Mardi 22 septembre 2015, la direction du groupe Volkswagen annonçait que 11 millions de véhicules de marques Volkswagen , Audi, Skoda ou Porsche étaient concernés par le truquage des moteurs diesel. Le scandale VW commençait et nul ne peut savoir jusqu’où il ira.
De 162,2 euros le 18 septembre 2015, le cours de l’action du constructeur passait rapidement à 106 euros le 24 septembre ; soit une baisse de 35 %. Le 6 novembre le cours était à 97,2 euros. Réaction excessive des marchés ? Personne ne sait. Mais quelques enseignements sur la gouvernance des entreprises allemandes peuvent être tirés.

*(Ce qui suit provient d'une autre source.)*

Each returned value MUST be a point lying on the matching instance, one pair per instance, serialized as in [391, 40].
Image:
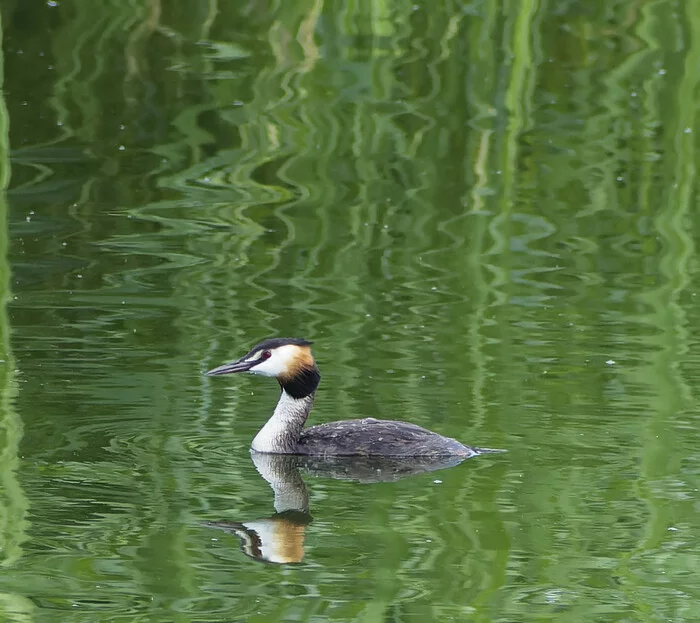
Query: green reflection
[481, 212]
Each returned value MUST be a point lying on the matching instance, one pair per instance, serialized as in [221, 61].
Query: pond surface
[483, 214]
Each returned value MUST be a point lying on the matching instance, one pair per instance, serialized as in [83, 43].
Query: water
[483, 214]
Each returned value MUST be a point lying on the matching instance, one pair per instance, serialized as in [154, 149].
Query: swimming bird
[290, 361]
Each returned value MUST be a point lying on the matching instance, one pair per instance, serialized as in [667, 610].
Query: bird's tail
[489, 450]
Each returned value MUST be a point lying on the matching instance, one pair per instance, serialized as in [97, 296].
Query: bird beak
[229, 368]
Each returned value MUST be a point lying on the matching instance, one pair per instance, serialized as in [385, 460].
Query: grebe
[290, 361]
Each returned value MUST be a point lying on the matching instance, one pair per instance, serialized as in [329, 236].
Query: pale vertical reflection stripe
[661, 465]
[13, 501]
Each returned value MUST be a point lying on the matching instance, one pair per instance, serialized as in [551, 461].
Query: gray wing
[370, 437]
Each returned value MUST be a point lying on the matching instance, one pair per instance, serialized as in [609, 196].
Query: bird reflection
[279, 538]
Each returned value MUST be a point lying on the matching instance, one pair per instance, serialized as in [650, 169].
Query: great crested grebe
[290, 361]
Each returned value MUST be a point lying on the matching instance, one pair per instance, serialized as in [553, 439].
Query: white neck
[282, 431]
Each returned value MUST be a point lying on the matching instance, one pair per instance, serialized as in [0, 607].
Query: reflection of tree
[13, 502]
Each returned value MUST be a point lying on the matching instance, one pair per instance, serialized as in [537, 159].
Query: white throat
[281, 432]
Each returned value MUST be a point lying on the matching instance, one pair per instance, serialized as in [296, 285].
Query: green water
[484, 214]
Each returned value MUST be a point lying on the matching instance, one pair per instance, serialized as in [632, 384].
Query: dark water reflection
[483, 215]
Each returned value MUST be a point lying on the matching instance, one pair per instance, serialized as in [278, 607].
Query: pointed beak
[230, 368]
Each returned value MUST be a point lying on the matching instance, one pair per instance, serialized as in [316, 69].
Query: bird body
[290, 361]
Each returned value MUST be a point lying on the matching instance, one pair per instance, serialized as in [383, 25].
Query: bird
[291, 362]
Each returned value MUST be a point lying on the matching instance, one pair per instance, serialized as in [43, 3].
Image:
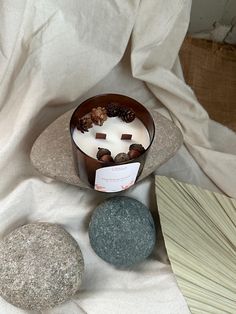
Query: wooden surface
[210, 69]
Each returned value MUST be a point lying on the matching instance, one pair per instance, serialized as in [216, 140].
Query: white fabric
[54, 52]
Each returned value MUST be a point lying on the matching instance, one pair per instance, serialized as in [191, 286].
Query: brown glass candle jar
[86, 166]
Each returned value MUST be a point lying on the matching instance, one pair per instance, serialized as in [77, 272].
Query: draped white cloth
[53, 54]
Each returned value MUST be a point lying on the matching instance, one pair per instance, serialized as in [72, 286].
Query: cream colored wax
[114, 128]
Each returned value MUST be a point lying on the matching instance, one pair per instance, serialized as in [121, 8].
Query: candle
[113, 128]
[113, 122]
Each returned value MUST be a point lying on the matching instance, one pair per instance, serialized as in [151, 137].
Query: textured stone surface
[52, 152]
[41, 266]
[122, 231]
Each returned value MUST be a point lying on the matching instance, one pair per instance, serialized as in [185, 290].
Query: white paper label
[116, 178]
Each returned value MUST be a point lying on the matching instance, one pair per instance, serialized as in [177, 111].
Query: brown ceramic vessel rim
[110, 95]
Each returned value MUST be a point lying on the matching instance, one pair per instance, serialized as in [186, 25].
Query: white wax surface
[114, 128]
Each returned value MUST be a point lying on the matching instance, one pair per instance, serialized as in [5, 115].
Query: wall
[206, 12]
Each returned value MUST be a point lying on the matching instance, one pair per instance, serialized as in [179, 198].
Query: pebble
[41, 266]
[122, 231]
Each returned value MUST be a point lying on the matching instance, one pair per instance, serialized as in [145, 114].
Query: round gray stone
[122, 231]
[41, 266]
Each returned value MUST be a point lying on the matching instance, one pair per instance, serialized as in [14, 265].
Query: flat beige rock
[52, 156]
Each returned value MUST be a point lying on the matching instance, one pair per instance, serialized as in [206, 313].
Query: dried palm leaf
[199, 229]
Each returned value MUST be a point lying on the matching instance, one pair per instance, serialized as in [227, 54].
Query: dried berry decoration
[138, 147]
[113, 109]
[99, 115]
[106, 158]
[135, 150]
[84, 124]
[102, 151]
[127, 114]
[121, 157]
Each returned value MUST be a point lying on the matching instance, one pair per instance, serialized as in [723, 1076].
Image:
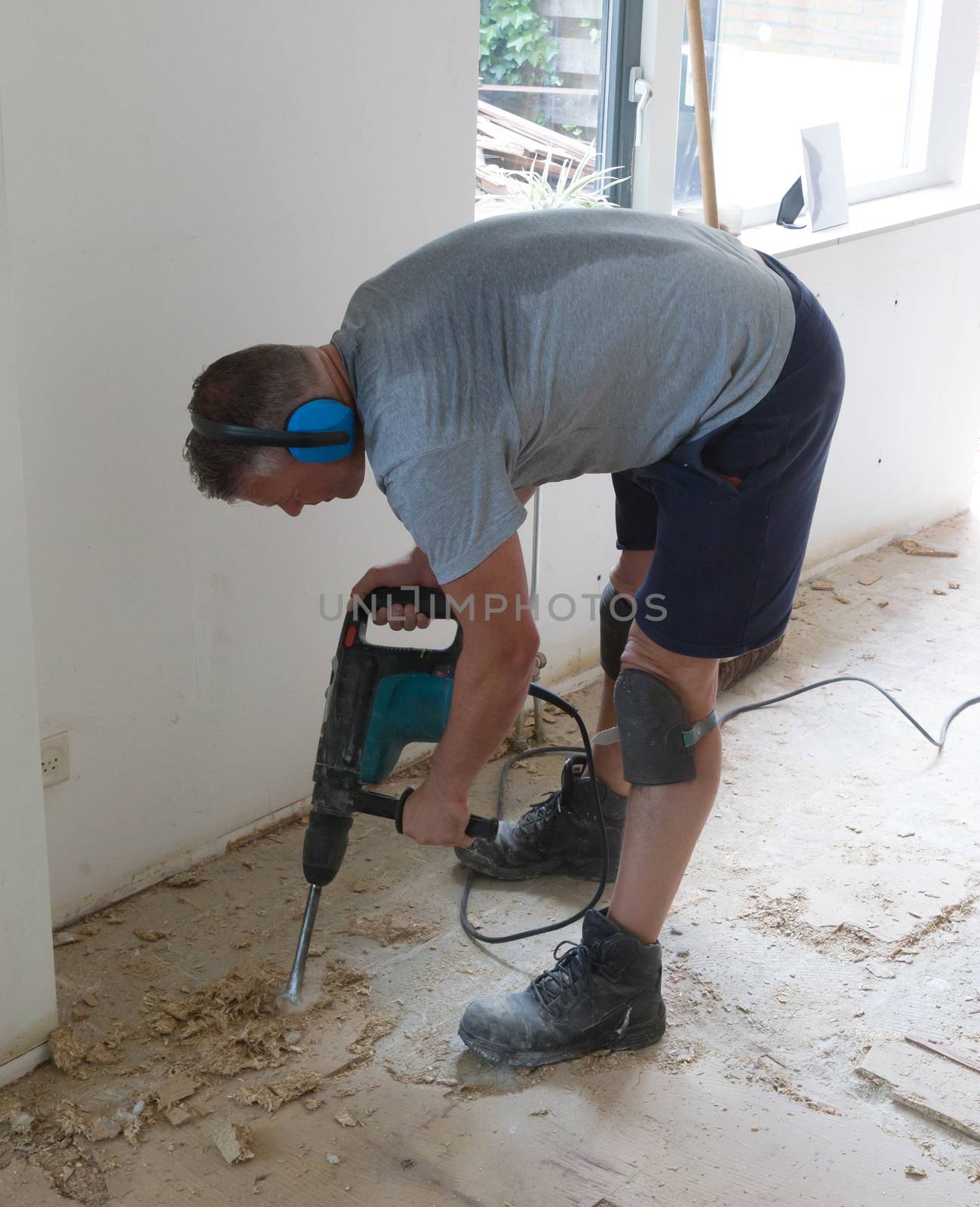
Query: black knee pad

Volkswagen est l’Allemagne
À la suite de cette annonce le PDG Martin Winterkorn était poussé vers la sortie dès le 23 septembre et un nouveau dirigeant, Matthias Müller , un pur produit VW, était nommé avec pour mission de rétablir la crédibilité du constructeur automobile de Wols bourg. Depuis, ce remplacement à la tête du premier groupe automobile allemand. La branche automobile allemande, sous-traitants compris, a réalisé un chiffre d’affaires record de 368 milliards d’euros dont les deux tiers ont été réalisés à l’export.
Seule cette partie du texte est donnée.